Google Removed 50 Million “Pirate” Search Results This Year

cynwoody · on Dec 28, 2012

Well, there is always Yandex, over on the other side of the North Pole, far away from the DMCA. I wonder if anybody had done a comparative analysis.

Or, you could try Bing instead. Last May, MS sent Google a takedown notice for a Bing search result, which was still working[1].

[1]http://www.techdirt.com/articles/20121008/03500520637/micros...

guard-of-terra · on Dec 28, 2012

Yandex will still have to comply with DMCA in their English/USA-oriented .com version.

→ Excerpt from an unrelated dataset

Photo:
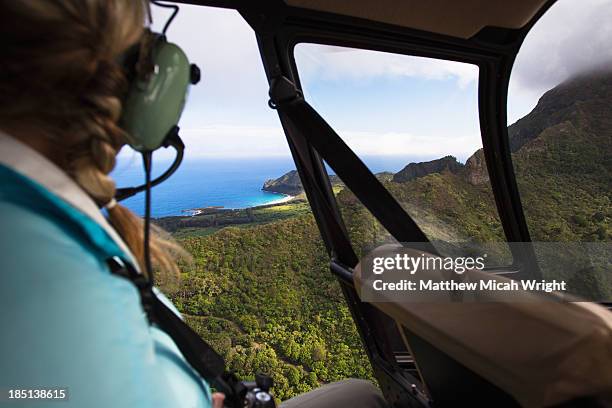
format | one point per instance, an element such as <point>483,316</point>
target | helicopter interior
<point>521,353</point>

But I guess what will actually happen is people skipping Google and going straight to torrentz.eu.

iaw · on Dec 28, 2012

When I've searched for content that falls under a DMCA takedown there is usually a link to the original DMCA notice at chillingeffects at the bottom of the google page.

In theory shouldn't all the take down notices include the URL that was de-listed? So how hard would it be to take a search term, run it through google, look at all the DMCA results at chilling effect that are linked, parse out the original offending URL and result Title, then reconstruct something close to what would have been the pre-DMCA search result?

Is googlewithoutdmca.com available?

I'm not going to pursue this. If anyone wants to pick it up, knock yourself out.

nostromo · on Dec 28, 2012

Cool idea, but I don't think it's possible.

I just Googled "hobbit torrent" -- there were 5 DMCA notices at the bottom of the page -- so far, so good.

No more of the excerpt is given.